Hookay, I'm back from the entrance exams.
Didn't go so well in Turku. I got eliminated halfway through. In my defense, though, the competition out there is really tough. I went with a friend, who got to stay till the end of the exam, so I can't have been too far from achieving the same, given that we are on about the same level. I will admit, though, that I was everything but on fire out there, and maybe I could've tried a little harder.
In any case, being eliminated at Turku meant I could make it to the Kajaani exam, and even had one day to spare, so I visited
karhuntaival on the way. The Kajaani exam was super easy, but there was a bit in it that may have wrecked my chances, since it was not about my skills, but rather my personality and dreams, which have helped me in when it's been about art schools, but may not look as good in a technical field. They said if you didn't get a set minimum score from that part, you could not get in.
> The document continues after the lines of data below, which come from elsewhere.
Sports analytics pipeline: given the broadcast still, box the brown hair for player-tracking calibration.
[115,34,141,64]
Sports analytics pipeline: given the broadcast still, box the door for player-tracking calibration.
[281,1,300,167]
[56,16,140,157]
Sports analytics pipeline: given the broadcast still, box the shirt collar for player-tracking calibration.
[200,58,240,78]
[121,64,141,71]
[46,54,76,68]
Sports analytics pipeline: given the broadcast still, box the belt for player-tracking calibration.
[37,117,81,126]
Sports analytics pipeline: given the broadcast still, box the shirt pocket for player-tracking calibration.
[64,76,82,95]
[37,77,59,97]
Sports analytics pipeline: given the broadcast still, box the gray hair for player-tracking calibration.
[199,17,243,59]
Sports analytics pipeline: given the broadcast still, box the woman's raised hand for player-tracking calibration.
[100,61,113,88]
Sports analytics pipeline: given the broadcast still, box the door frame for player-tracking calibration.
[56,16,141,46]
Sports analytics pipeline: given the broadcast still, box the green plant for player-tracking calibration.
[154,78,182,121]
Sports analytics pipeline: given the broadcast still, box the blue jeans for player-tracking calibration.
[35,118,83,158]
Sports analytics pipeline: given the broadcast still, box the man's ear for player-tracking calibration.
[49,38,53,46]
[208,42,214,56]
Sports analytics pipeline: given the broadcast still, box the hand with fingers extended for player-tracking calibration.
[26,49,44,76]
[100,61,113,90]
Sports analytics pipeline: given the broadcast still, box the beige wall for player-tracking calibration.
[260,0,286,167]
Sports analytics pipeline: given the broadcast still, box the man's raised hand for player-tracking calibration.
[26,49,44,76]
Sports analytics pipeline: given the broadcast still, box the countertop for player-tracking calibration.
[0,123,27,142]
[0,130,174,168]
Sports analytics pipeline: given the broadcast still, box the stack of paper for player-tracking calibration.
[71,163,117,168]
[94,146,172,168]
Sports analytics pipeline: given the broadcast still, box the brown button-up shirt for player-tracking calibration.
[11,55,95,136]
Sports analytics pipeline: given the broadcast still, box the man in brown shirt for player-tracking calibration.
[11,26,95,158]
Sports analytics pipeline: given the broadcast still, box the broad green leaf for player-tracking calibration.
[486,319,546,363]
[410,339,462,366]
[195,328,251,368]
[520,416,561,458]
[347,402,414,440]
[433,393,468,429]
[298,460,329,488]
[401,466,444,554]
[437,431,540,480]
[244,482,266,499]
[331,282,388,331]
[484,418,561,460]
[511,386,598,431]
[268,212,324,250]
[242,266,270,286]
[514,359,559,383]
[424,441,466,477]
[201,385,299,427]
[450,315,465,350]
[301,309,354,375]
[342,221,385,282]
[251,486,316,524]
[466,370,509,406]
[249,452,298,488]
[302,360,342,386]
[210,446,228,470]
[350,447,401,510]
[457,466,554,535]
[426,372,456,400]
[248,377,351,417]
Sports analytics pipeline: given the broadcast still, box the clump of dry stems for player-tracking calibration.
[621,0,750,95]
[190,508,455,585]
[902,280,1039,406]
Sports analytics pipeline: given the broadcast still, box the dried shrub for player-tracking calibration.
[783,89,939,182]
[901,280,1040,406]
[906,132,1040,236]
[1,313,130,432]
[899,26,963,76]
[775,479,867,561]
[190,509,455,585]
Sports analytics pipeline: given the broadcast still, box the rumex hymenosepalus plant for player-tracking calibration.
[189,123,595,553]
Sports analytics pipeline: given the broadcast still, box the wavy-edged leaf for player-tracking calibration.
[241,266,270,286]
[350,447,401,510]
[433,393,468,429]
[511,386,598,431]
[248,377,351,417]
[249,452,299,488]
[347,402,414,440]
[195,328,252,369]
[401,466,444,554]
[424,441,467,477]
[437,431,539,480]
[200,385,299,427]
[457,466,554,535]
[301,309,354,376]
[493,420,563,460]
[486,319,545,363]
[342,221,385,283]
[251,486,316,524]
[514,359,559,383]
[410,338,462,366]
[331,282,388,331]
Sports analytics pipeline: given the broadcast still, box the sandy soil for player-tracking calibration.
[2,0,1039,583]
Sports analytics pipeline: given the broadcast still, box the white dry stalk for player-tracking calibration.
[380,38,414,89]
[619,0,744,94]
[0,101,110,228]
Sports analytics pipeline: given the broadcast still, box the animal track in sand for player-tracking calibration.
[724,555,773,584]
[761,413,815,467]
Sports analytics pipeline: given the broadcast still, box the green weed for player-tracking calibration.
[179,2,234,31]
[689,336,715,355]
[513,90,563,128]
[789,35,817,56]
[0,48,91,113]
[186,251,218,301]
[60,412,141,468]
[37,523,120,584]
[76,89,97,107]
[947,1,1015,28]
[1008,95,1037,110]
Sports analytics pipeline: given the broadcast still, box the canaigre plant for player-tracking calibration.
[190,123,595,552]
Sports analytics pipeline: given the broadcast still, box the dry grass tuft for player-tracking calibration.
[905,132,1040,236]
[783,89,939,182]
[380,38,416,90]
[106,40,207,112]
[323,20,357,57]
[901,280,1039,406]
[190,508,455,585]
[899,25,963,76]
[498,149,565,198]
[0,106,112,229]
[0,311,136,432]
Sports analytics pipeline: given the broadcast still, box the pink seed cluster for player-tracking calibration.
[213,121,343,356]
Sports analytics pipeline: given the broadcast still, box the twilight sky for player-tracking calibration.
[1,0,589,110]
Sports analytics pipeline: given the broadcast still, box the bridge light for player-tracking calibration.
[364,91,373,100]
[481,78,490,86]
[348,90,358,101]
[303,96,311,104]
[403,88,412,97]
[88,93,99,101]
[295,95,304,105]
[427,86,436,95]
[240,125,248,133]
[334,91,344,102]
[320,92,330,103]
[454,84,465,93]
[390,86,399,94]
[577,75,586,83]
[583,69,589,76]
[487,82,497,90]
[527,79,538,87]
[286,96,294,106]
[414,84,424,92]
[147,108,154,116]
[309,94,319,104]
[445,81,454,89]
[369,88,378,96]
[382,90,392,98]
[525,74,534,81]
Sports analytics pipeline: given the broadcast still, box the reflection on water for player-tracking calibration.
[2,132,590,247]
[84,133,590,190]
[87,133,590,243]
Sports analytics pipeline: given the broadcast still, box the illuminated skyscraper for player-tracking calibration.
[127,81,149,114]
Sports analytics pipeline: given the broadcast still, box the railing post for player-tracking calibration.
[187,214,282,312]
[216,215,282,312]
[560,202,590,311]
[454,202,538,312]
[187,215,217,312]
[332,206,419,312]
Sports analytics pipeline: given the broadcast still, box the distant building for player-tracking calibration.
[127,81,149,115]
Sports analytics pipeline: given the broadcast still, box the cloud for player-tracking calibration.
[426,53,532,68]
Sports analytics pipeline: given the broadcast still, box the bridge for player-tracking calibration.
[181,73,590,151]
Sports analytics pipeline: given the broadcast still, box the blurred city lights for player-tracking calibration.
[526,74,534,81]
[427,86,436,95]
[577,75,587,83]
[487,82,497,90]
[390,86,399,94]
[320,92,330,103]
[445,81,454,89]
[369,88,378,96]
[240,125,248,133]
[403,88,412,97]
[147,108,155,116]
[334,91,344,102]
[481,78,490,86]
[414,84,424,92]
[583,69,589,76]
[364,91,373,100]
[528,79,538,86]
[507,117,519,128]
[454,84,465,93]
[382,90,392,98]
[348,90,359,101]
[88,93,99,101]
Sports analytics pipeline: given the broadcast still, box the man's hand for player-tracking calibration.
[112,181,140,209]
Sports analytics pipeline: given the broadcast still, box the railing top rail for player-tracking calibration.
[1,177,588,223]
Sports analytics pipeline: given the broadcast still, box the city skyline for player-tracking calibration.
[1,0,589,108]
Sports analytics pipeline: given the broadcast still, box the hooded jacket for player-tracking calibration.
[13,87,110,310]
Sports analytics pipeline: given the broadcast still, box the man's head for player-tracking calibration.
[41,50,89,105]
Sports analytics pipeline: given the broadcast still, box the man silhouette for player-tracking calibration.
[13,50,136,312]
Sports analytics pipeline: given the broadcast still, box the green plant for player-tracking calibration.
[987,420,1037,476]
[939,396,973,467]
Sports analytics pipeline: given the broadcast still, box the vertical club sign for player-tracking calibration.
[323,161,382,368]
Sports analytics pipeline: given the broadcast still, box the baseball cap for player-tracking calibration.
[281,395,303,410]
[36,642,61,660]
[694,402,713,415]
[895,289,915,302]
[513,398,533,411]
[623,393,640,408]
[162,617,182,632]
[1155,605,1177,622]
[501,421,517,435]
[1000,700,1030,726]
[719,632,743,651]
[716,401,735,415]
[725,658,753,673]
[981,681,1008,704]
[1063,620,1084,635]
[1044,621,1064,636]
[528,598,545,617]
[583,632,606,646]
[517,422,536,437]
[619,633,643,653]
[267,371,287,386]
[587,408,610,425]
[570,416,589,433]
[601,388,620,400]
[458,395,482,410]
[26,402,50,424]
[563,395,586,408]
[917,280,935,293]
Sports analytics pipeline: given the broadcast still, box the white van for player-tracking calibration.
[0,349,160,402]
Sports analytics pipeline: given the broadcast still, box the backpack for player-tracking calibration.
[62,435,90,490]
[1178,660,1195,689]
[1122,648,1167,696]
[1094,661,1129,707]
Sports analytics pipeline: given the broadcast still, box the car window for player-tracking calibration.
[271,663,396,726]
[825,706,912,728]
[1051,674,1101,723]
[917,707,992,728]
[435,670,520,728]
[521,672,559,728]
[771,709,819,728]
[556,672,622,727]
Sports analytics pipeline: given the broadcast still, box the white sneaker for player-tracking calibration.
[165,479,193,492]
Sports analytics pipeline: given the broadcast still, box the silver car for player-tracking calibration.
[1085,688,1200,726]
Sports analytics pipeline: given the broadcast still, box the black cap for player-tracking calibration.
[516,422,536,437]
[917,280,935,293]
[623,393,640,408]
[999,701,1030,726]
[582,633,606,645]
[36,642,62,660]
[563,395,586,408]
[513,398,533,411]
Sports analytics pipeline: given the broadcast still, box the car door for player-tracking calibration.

And, the thing is... I'm starting to have doubts about Kajaani again. Assuming I'm accepted, I can either accept or decline. Yeah, I could accept, but I'm thinking of applying to Turku again in two years (because I realized just how much I want to be an animator), and if I stay in my current school, I would graduate by then. If I go to Kajaani, apply to Turku and get accepted on the second try, I will have wasted four years without a degree to show for it. And I'm still only 21, I'd have time for Kajaani later.
Part of this is just me freaking out over the possibility of having to move to a completely new place, another part is that, well, I've spent these past 6 years with artistic types. The Turku exam was full of that type, amazing and pleasant people. The Kajaani applicants, though, mostly didn't look like the type I could connect with. But then again, a lot of them have got to be huge nerds, so there might be a connection to be found on that level. And there's the fact that I've heard some negative things of the Kajaani AMK, mainly that not everyone who is interested in game development gets to specialize in it, and I'm not sure if that risk is worth taking.
Of course, I've been thinking that it might not be that bad even if I didn't get to specialize in games, buuuut... then I run into the fact that I'm abandoning a perfectly decent place of study to chase after a dream. If that dream turns out to be unattainable, what would the point be in abandoning a pleasant, if pointless place for a place that "might not be that bad"?